Key Battleground for mobile Payments include:

1.     Proximity Technology – With ApplePay endorsing NFC technology, there still remain a competing battle for other technologies that include QR Code, Bluetooth Low Energy (BLE) and Option for in-App purchases.
2.     POS Support – The question for POS vendors is not just survival but reaction of  modular system that can evolve with the Mobile proximity payment options. One school of though suggests using the same technology that is in hands of the consumer i.e Mobile devices, such as use of Tablets as a POS option.
3.     Payment credential Storage or mIdentity  This includes the security or identity technology. For instance ApplePay has a  secure element that stores a payment token issues by a bank or a network, Google or Android has a HCE or Host Card emulation alternative. Other competing technologies include  SIM Based, MicroSD etc. The idea is to ensure that the payment identity is secured either locally on the device or in the cloud and is unlocked with various 2nd factor authentication mechanisms.
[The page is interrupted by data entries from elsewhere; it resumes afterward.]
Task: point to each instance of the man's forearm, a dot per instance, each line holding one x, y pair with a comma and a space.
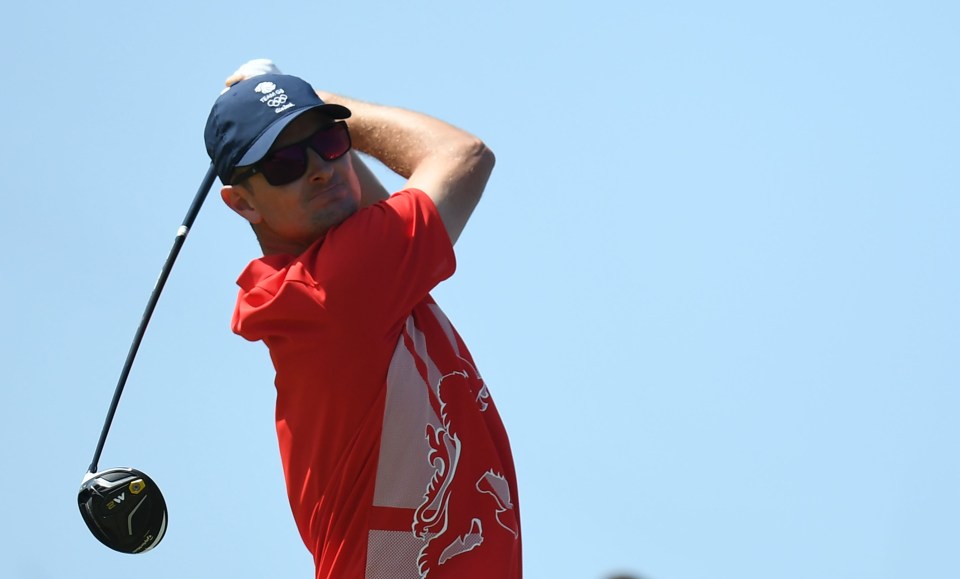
449, 164
402, 139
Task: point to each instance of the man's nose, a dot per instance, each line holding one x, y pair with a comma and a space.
317, 168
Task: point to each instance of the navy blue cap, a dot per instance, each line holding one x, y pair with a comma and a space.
249, 116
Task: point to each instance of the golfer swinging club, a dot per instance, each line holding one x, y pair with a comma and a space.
396, 461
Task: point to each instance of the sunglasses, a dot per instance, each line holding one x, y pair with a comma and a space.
287, 164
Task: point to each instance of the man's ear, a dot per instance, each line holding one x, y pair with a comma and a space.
239, 199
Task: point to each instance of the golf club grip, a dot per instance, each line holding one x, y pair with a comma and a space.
151, 304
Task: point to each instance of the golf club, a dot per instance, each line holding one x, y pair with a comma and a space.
123, 507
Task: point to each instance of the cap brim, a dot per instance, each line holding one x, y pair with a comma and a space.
262, 145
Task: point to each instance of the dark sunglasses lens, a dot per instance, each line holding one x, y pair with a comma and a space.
331, 143
284, 165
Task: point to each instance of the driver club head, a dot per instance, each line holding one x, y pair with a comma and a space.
124, 509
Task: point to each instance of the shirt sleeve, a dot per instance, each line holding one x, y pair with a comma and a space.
377, 265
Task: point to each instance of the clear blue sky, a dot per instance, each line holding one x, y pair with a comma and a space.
713, 284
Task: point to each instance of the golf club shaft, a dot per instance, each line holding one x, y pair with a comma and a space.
151, 304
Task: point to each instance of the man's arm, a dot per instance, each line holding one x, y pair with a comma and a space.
371, 190
448, 164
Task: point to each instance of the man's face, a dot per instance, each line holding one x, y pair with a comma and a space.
294, 215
4.     Payment Account - This is where things get  interesting as the battle for the “Account of choice” ensues.  This includes credit cards, open and closed loop accounts, loyalty accounts, Mobile network provider accounts etc. The goal of the every player in payment value chain is to maximize benefits  fir themselves and the end users.
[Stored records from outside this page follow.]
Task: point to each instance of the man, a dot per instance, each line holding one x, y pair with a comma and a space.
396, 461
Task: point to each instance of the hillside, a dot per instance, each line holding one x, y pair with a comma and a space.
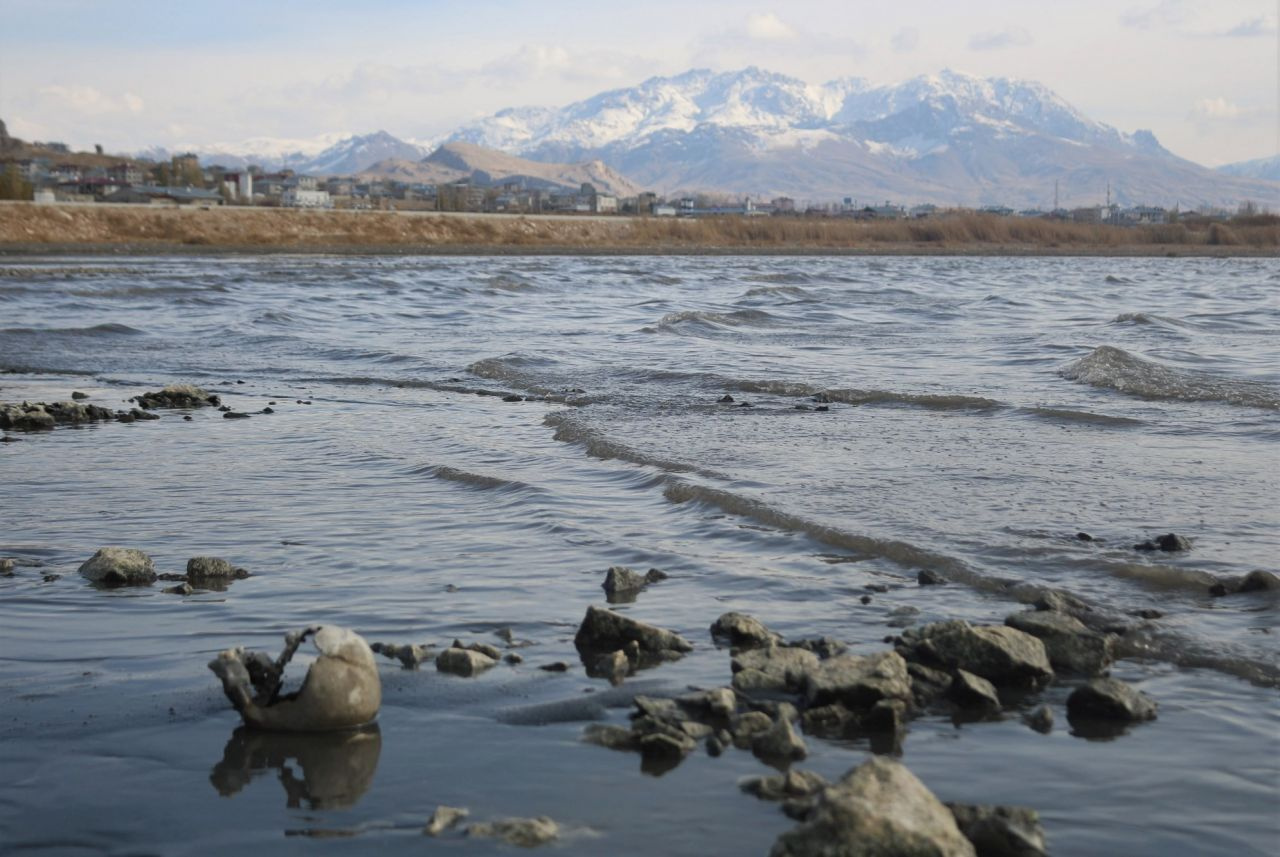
458, 160
947, 138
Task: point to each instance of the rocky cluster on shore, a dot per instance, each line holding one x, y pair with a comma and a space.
42, 416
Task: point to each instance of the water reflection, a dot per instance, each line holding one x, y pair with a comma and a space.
337, 768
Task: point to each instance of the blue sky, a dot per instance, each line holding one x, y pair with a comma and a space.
1203, 76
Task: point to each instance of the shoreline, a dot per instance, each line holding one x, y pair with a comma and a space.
27, 229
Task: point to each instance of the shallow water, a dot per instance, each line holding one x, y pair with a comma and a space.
982, 412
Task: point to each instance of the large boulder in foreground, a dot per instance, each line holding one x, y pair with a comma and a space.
1109, 699
1068, 642
1001, 830
858, 681
1002, 655
119, 567
177, 395
341, 690
604, 631
877, 810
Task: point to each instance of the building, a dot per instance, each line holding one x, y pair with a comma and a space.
301, 197
240, 186
124, 173
152, 195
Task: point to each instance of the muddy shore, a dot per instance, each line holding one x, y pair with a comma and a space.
26, 229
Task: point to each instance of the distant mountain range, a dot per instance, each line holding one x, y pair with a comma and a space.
457, 160
947, 138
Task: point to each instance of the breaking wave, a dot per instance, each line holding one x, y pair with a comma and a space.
1115, 369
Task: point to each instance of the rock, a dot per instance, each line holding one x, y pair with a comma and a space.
526, 833
858, 682
443, 819
341, 690
1069, 644
1001, 655
973, 693
780, 745
611, 736
1000, 830
177, 395
821, 646
26, 417
877, 810
718, 704
772, 669
1109, 699
1260, 581
119, 567
781, 787
462, 661
411, 656
615, 667
746, 727
1169, 542
1041, 719
213, 568
903, 617
743, 631
484, 649
604, 631
624, 583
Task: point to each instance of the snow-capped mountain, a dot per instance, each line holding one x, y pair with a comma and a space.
947, 138
357, 154
1261, 168
323, 155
5.     Interface and Interaction technologies – These sets of technologies sets the focus on the consumer, where the interface or Interaction(in case of wearable) will set the tone on usage and popularity. Easier to use payment instrument with implied security tends to win the mindset and ecosystem share. ApplePay is a  good example of simplified security and ease of use.


Conclusion:
            Mobile Payment and payment related technology landscape is in constant state of flux. Over past several years’ number of innovations in retail payments have emerged and continue to evolve. These innovating that affect the retail and banking industry along with the retail payment industry. The core objective of any players in this ecosystem is to influence the users in choosing the payment instrument and by shaping the payment experience  with comfort of ease of use, assurance of secure identity and transaction and lures of offers and loyalty.  While e/mCommerce trends are the primary drivers of innovation in retail payment, the focus is primarily driven by convenience, experience and speed of the payment processing. There are a  few  imperatives that can be concluded with the emerging payments trends, some of them are:
a.     Only a handful of payment innovations thus far have had an impact of the payment industry. ( NFC for instance with ApplePay and Android HCE)
b.     Many technological option piggy back on the exiting retail payment systems ( most proximity payments rely on credit/debit rails)
c.      While most innovations have a potential for a  global reach,  there is an emergence of regional payment options that dominate the regional market. ( Proximity payments in developed economy and Mobile Money ( like mPesa) in emerging economies)
d.     Continued focus on speed of payment processing,  this manifest itself in form of faster settlement or faster payment initialization. ( e.g. Stand-in services by PayPal, or batched approval for micro payments such as bPay)
e.     While developed economies focus on speed, engagement experience and contextual value add services, the emerging economies  see financial  inclusion as a primary driven in development and evolution of regional payment blocks. (BKash, Tigo, mPesa etc. are examples that has enabled opportunities for financial participation in untapped markets)
f.      New entrants and lowering the barriers to entry into payment ecosystem.  The markets dominated by Banks, payment processors and payment Networks; see a flood of new entrants. These new entrants such as Dwolla, Ripple, Boku, Zong etc. not only provide technology innovation for low cost of transaction, faster processing, settlement etc., but also provide a competitive landscape to the seasoned players with long history and maturity in payment business.